- From: Tim Berners-Lee <timbl@w3.org>
- Date: Sun, 20 May 2007 13:07:50 -0400
- To: SW-forum <semantic-web@w3.org>
- Message-Id: <2519F1D0-9C45-4A8C-9FCF-400BC2DF361E@w3.org>
Begin forwarded message:
From: Tim Berners-Lee <timbl@w3.org>
Date: 2007-05-19 19:27:56 EDT
To: Chris Bizer <chris@bizer.de>
Cc: tabultor@csai.mit.edu
Subject: Linked data and rdf:type in dbpedia
Hi Chris.
That was a great session in Banff.
I'm looking now at a problem where the Tabulator sucks in huge
amounts of dbpedia. The problem is rather random rdf:type links
1. My home page says:
<http://dbpedia.org/resource/Tim_Berners-Lee> = card:i.
2. That causes tab'r to bring in http://dbpedia.org/resource/
Tim_Berners-Lee
which in turn says
<http://dbpedia.org/resource/Tim_Berners-Lee> a <http://
dbpedia.org/resource/Category:People_from_London>.
3. That causes Tab'r to look up the class Category:People_from_London
$ cwm http://dbpedia.org/resource/Category:People_from_London
This says a bunch of people whose have subject of that
<http://dbpedia.org/resource/Catherine_of_York> :subject <> .
which is fine, but it also says:
<> a </class/yago/person>,
<http://dbpedia.org/resource/
Category:English_people_by_county>,
<http://dbpedia.org/resource/Category:London>,
<http://dbpedia.org/resource/
Category:People_by_city_or_town_in_England>,
:Concept.
Here I think the use of rdf:type is incorrect. The class
People_form_London is a class of people. It is a subclass of Person.
It has no simple relationship to London. (It is in fact an
owl:Restriction on property origin to value london, but I doubt if
you can generalize that across dbpedia).
English people by County *could* be a class of classes.

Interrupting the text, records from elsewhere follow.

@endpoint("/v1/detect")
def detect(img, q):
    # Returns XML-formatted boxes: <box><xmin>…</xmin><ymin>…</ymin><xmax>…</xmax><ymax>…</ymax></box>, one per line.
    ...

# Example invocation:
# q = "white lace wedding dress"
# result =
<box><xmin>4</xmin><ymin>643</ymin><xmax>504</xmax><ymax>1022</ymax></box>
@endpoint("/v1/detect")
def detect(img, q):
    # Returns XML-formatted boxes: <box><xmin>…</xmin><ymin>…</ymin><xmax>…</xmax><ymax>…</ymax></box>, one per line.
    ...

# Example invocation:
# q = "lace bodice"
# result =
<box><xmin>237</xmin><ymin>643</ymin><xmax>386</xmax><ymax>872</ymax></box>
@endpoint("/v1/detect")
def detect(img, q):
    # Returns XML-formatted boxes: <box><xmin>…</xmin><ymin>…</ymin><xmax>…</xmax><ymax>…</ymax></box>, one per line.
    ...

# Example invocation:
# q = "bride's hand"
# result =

The tabulator assumes that every time it follows rdf:type it is going
meta: from classes to classes of classes, etc. It does this as in
every other case so far, there have been only a few levels (like 2).

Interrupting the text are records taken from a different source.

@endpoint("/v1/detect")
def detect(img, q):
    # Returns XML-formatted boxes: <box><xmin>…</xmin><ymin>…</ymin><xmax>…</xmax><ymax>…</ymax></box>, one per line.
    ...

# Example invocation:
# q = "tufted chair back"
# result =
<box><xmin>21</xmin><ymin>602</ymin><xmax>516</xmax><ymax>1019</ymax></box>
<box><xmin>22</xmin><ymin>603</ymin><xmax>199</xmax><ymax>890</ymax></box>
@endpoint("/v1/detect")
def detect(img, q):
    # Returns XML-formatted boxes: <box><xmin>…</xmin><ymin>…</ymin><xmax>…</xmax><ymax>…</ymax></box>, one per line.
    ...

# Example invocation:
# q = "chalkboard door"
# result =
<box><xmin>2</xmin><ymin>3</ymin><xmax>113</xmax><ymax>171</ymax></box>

Currently, it can't use dbpedia as it pulls it memory-busting amounts
of it. It not even clear that the rdf:type links don't have cycles.

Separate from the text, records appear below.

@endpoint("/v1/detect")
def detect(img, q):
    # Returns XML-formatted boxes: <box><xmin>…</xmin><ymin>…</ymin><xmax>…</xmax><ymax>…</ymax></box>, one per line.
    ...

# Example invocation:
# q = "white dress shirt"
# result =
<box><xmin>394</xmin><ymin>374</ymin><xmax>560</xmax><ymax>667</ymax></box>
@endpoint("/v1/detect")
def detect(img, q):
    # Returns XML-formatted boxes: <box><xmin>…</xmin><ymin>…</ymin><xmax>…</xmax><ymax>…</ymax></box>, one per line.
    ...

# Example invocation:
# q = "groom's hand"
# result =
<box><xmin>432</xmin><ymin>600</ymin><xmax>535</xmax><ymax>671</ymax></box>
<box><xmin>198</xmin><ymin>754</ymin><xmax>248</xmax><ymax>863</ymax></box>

Anyone using OWL with this data wil of course find t impossible to
deal with classes of classes at all. I don't know to what extent the
issue is an
Example:
me : Unitarian
http://en.wikipedia.org/wiki/Tim_Berners-Lee
is a member of the class of
http://en.wikipedia.org/wiki/Category:Unitarian_Universalists
this is a member of the metaclass:
http://en.wikipedia.org/wiki/Category:People_by_religion
this i member of the metametametaclass of ways in whcih people
are categorized
http://en.wikipedia.org/wiki/Category:People
What follows here is the weak link. Reference is a section of
the library.
"This category is for information typically found in the
reference section of a library: reference works." Now the meta meta
class is regarded as a work? o-oh.
http://en.wikipedia.org/wiki/Category:Reference
it continues, following Category (rdf:type in dbpedia):
http://en.wikipedia.org/wiki/Category:Knowledge
http://en.wikipedia.org/wiki/Category:Information
http://en.wikipedia.org/wiki/Category:Physical_quantity
http://en.wikipedia.org/wiki/Category:Measurement
http://en.wikipedia.org/wiki/Category:Scientific_observation
http://en.wikipedia.org/wiki/Category:Data_collection
http://en.wikipedia.org/wiki/Category:Data_management
http://en.wikipedia.org/wiki/Category:Product_development
http://en.wikipedia.org/wiki/Category:Product_management
http://en.wikipedia.org/wiki/Category:Engineering
http://en.wikipedia.org/wiki/Category:Applied_sciences
http://en.wikipedia.org/wiki/Category:Science
http://en.wikipedia.org/wiki/Category:Knowledge
Ooops! It is cyclic.
The logical relationships are not consistent. i don't know whether
there are a finite number of
categories for which rdfs:class does not work, which could be put
into a stop list. "Reference" would be one.
I wonder whether dbpedia could either find a way of judging which
ones are really rdf:type relationships, or just use something vaguer
for the relationship.
Maybe wikepedia:category would be best as that is what it is in general.
Tim
Received on Sunday, 20 May 2007 17:07:59 UTC